You finally want to get your financial affairs in order. Good for you. You’ve probably been aiming to for some time now. You also wisely realize that you can’t handle things by yourself, largely because there are so many specialized areas in your portfolio, from retirement to putting together a household budget.
You do need help. In fact, you need a financial advisor. But how can you make sure you get a quality one?
Here are some tips when you’re looking for good financial advice.
What is a Financial Advisor?
A financial advisor is a person is hired to provide clients with financial advice or guidance. Their services can run the gamut, from investment management to tax and estate planning. Increasingly, many advisors’ services have expanded to include portfolio management and insurance products, for instance.
Note that such advisors may work independently or with a financial firm. Moreover, each registered advisor must have a Series 65 license to do business with the public and must pass one or more exams. Depending on the services provided, several other licenses and certifications may be necessary.
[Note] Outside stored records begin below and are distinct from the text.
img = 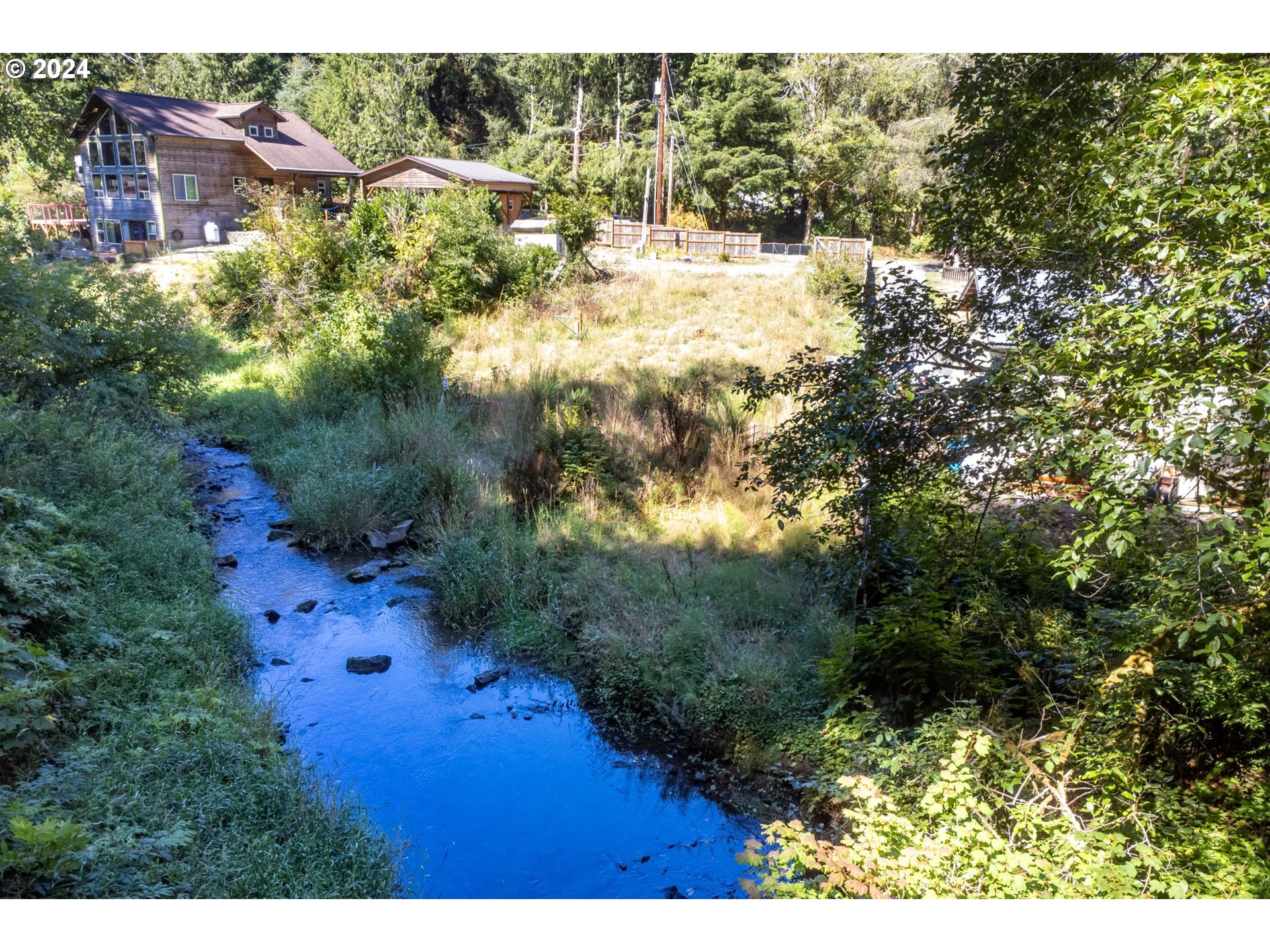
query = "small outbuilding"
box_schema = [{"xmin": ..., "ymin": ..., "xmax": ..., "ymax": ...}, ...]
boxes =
[{"xmin": 362, "ymin": 155, "xmax": 538, "ymax": 227}]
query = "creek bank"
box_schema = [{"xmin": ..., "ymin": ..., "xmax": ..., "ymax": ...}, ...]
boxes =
[{"xmin": 190, "ymin": 447, "xmax": 758, "ymax": 897}]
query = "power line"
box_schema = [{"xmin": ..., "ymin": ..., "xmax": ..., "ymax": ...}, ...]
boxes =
[{"xmin": 665, "ymin": 63, "xmax": 706, "ymax": 221}]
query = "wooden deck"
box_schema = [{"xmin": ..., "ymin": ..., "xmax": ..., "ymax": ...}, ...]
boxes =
[{"xmin": 26, "ymin": 202, "xmax": 89, "ymax": 236}]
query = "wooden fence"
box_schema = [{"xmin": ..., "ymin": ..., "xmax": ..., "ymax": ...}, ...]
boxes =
[
  {"xmin": 122, "ymin": 241, "xmax": 164, "ymax": 259},
  {"xmin": 595, "ymin": 218, "xmax": 762, "ymax": 258}
]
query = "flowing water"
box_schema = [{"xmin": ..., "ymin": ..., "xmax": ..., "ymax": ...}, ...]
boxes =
[{"xmin": 189, "ymin": 444, "xmax": 757, "ymax": 897}]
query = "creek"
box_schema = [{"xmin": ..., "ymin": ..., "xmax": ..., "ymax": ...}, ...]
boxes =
[{"xmin": 188, "ymin": 444, "xmax": 758, "ymax": 898}]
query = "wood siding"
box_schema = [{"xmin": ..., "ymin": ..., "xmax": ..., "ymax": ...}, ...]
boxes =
[
  {"xmin": 79, "ymin": 138, "xmax": 163, "ymax": 251},
  {"xmin": 155, "ymin": 136, "xmax": 330, "ymax": 245},
  {"xmin": 362, "ymin": 163, "xmax": 533, "ymax": 226},
  {"xmin": 362, "ymin": 165, "xmax": 450, "ymax": 192}
]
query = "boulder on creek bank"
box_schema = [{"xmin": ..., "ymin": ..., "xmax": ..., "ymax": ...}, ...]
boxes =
[
  {"xmin": 344, "ymin": 655, "xmax": 392, "ymax": 674},
  {"xmin": 472, "ymin": 668, "xmax": 511, "ymax": 690},
  {"xmin": 366, "ymin": 519, "xmax": 414, "ymax": 548}
]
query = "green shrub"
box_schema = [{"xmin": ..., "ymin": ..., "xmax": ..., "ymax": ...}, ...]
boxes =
[
  {"xmin": 427, "ymin": 506, "xmax": 556, "ymax": 627},
  {"xmin": 0, "ymin": 259, "xmax": 210, "ymax": 411},
  {"xmin": 197, "ymin": 246, "xmax": 275, "ymax": 338},
  {"xmin": 806, "ymin": 254, "xmax": 865, "ymax": 307}
]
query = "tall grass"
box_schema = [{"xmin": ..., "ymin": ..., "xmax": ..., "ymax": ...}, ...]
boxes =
[
  {"xmin": 204, "ymin": 266, "xmax": 849, "ymax": 759},
  {"xmin": 0, "ymin": 405, "xmax": 398, "ymax": 896}
]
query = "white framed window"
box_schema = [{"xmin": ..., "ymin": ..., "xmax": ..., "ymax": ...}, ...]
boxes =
[
  {"xmin": 171, "ymin": 175, "xmax": 198, "ymax": 202},
  {"xmin": 97, "ymin": 218, "xmax": 119, "ymax": 245}
]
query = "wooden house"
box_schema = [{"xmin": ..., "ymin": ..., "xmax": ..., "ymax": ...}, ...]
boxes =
[
  {"xmin": 72, "ymin": 89, "xmax": 360, "ymax": 251},
  {"xmin": 362, "ymin": 155, "xmax": 538, "ymax": 227}
]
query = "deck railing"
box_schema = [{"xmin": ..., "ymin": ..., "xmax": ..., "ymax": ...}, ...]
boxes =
[
  {"xmin": 595, "ymin": 218, "xmax": 763, "ymax": 258},
  {"xmin": 26, "ymin": 202, "xmax": 87, "ymax": 231}
]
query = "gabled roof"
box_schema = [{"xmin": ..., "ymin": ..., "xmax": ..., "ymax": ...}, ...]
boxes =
[
  {"xmin": 363, "ymin": 155, "xmax": 538, "ymax": 185},
  {"xmin": 71, "ymin": 89, "xmax": 360, "ymax": 177},
  {"xmin": 216, "ymin": 99, "xmax": 287, "ymax": 122}
]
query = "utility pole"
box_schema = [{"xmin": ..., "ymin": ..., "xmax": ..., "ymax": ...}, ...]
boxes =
[
  {"xmin": 613, "ymin": 70, "xmax": 622, "ymax": 218},
  {"xmin": 665, "ymin": 132, "xmax": 675, "ymax": 222},
  {"xmin": 573, "ymin": 76, "xmax": 581, "ymax": 182},
  {"xmin": 642, "ymin": 167, "xmax": 653, "ymax": 241},
  {"xmin": 653, "ymin": 54, "xmax": 667, "ymax": 225}
]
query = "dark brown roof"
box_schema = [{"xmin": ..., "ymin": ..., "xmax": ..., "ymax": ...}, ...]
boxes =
[
  {"xmin": 72, "ymin": 89, "xmax": 360, "ymax": 175},
  {"xmin": 362, "ymin": 155, "xmax": 538, "ymax": 186}
]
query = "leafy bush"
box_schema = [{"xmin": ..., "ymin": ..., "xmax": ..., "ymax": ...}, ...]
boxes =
[
  {"xmin": 0, "ymin": 259, "xmax": 208, "ymax": 403},
  {"xmin": 503, "ymin": 450, "xmax": 563, "ymax": 516},
  {"xmin": 806, "ymin": 254, "xmax": 864, "ymax": 307},
  {"xmin": 197, "ymin": 246, "xmax": 275, "ymax": 338},
  {"xmin": 657, "ymin": 381, "xmax": 710, "ymax": 475},
  {"xmin": 536, "ymin": 389, "xmax": 613, "ymax": 495},
  {"xmin": 743, "ymin": 708, "xmax": 1270, "ymax": 898}
]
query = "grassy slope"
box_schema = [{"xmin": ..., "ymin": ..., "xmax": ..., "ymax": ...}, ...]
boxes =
[
  {"xmin": 198, "ymin": 261, "xmax": 849, "ymax": 766},
  {"xmin": 0, "ymin": 405, "xmax": 396, "ymax": 896}
]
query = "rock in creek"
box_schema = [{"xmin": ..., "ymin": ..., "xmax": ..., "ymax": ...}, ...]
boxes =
[
  {"xmin": 366, "ymin": 519, "xmax": 414, "ymax": 548},
  {"xmin": 347, "ymin": 563, "xmax": 380, "ymax": 581},
  {"xmin": 398, "ymin": 575, "xmax": 429, "ymax": 589},
  {"xmin": 344, "ymin": 655, "xmax": 392, "ymax": 674},
  {"xmin": 472, "ymin": 668, "xmax": 511, "ymax": 690}
]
How are Financial Advisors Paid?
Their compensation can be a fee, based on commission, or have a profit-percentage structure. Or pay can be some combination of these.
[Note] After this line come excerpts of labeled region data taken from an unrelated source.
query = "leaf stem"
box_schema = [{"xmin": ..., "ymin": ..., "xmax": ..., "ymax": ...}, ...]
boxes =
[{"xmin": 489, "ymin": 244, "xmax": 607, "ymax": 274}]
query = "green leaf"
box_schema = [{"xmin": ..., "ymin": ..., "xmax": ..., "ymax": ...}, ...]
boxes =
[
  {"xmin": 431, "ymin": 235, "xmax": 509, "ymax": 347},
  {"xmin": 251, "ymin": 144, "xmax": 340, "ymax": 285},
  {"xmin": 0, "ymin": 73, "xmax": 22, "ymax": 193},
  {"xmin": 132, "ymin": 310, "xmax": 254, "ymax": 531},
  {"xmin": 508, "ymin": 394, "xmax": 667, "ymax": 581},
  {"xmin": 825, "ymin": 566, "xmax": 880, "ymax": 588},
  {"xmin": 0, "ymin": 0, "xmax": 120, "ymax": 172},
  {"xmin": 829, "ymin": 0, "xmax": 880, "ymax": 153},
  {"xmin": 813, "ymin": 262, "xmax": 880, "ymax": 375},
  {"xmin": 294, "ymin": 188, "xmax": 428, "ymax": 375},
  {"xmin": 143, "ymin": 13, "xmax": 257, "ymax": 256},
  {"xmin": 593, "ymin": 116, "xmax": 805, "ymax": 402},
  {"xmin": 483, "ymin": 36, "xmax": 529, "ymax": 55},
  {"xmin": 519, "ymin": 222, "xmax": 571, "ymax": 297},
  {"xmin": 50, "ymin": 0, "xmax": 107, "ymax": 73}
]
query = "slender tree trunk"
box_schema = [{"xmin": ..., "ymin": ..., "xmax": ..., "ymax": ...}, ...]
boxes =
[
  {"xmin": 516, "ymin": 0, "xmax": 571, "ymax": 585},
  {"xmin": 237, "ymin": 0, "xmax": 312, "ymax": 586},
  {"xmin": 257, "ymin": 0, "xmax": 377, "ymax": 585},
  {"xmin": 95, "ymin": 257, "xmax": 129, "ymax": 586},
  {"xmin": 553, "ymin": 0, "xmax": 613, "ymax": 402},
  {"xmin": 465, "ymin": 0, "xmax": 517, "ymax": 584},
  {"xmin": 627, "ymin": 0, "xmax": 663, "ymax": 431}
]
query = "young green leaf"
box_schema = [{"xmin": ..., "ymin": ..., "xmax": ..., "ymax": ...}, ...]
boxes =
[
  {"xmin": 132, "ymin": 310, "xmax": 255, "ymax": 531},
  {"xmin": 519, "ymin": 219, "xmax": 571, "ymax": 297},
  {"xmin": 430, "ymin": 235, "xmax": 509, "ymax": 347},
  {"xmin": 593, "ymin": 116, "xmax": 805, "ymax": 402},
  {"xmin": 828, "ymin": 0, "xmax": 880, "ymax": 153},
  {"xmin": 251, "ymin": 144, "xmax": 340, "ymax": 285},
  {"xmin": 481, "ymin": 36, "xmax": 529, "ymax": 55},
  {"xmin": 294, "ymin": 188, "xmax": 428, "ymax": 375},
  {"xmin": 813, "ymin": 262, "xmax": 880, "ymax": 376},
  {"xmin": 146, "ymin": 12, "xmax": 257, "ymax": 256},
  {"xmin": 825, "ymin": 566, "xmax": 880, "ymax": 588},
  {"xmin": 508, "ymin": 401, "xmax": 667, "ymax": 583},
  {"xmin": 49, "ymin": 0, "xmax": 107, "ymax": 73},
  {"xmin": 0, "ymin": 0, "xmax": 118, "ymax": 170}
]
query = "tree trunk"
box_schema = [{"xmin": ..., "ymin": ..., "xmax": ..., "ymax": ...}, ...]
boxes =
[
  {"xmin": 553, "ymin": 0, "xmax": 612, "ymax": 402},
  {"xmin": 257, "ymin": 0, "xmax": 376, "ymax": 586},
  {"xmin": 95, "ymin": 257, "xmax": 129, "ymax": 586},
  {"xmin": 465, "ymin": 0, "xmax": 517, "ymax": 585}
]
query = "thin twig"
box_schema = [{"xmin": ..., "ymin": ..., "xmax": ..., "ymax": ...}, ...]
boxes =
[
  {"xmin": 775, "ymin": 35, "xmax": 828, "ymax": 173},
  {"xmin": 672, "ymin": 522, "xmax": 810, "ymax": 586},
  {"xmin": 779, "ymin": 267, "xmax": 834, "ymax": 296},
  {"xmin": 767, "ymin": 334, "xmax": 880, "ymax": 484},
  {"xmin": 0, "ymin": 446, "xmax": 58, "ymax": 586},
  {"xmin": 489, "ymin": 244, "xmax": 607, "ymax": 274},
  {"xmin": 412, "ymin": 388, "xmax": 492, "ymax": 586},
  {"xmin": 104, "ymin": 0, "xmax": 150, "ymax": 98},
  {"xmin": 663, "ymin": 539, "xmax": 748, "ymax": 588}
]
How Can I Find a Trustworthy Advisor?
Find an Actual Advocate
Guidelines are a bit vague when it comes to who can claim financial advisor status, so you need someone who advocates for you, not someone who has someone else’s interest at center. This can sometimes happen when, for example, an advisor is provided to you, at no cost, by a financial company, and there may be a conflict of interest. By contrast, a “fiduciary” is someone who has a legal or ethical relationship of trust with another party, particularly as it relates to money management. This person advocates on your behalf. So, the lesson here is to draw up a list of candidates rather than settle on the first person that appears on your radar.
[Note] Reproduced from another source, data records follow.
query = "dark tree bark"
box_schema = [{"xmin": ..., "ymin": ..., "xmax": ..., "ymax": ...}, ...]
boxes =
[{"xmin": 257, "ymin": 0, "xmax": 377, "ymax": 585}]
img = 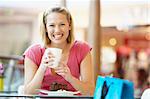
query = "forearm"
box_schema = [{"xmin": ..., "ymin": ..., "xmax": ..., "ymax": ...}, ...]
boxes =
[
  {"xmin": 25, "ymin": 66, "xmax": 46, "ymax": 94},
  {"xmin": 69, "ymin": 77, "xmax": 95, "ymax": 96}
]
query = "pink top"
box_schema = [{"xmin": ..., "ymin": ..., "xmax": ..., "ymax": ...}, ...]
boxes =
[{"xmin": 24, "ymin": 41, "xmax": 92, "ymax": 91}]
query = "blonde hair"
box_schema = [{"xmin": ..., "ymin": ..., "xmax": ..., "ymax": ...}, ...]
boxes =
[{"xmin": 40, "ymin": 7, "xmax": 74, "ymax": 47}]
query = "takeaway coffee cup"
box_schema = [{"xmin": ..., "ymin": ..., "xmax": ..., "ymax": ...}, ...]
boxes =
[{"xmin": 45, "ymin": 48, "xmax": 62, "ymax": 68}]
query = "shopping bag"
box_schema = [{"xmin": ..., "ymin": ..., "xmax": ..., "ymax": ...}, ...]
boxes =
[{"xmin": 94, "ymin": 76, "xmax": 134, "ymax": 99}]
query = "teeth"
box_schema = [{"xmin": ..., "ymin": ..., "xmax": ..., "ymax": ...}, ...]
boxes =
[{"xmin": 53, "ymin": 34, "xmax": 62, "ymax": 39}]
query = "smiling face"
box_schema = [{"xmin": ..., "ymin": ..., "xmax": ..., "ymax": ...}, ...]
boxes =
[{"xmin": 46, "ymin": 12, "xmax": 70, "ymax": 44}]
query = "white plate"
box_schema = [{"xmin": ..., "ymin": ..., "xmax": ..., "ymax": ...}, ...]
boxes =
[{"xmin": 39, "ymin": 89, "xmax": 80, "ymax": 96}]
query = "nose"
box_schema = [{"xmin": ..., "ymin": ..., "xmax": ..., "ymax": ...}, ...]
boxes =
[{"xmin": 55, "ymin": 26, "xmax": 61, "ymax": 32}]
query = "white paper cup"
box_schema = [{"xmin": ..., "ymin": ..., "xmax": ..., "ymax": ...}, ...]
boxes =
[{"xmin": 45, "ymin": 48, "xmax": 62, "ymax": 68}]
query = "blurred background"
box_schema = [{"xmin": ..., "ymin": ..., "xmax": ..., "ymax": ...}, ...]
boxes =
[{"xmin": 0, "ymin": 0, "xmax": 150, "ymax": 96}]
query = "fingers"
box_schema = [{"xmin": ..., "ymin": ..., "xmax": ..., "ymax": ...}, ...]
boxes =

Make Sure They’re Legitimate
We mentioned credentials earlier, and it is indeed important to check for them. A safe bet is to stick with a chartered financial analyst (CFA) or certified financial planner (CFP), since these people will be knowledgeable and will have passed at least one comprehensive examination and have agreed to comply with a code of ethics. You can go to the CFA Institute’s site or the CFP Board’s site to verify credentials.
The bottom line is that you want someone who specializes in your areas of interest or concern. For example, if your credit card obligations are out of control, what you could use is Freedom Debt Relief’s advice on credit card debt relief. After all, this is what these people do.
Determine how the Advisor is Compensated
We broached this issue above as well, and you do need to take care. For example, some so-called advisors are really in sales, even those who profess to be “independent.” So, ask candidates whether they get commission on insurance sales or stock transactions, and whether they’re affiliated with a financial entity that sells proprietary products.
Seek Advisors Who are Fee-only
A solid way to skirt the conflicts of interest that are so prevalent in the financial industry is to get an advisor who works and is paid exclusively by you and others of your ilk. Why? Because some financial solutions such as annuities often contain large sales commissions that are built into the price, a fact that is often obscured.
You also may want to consider charging a per-hour fee for service, since what you pay is not based on how much money you possess.
In summary, when looking for good financial advice, our overarching advice is to be patient and diligent to get someone who is the right fit for you.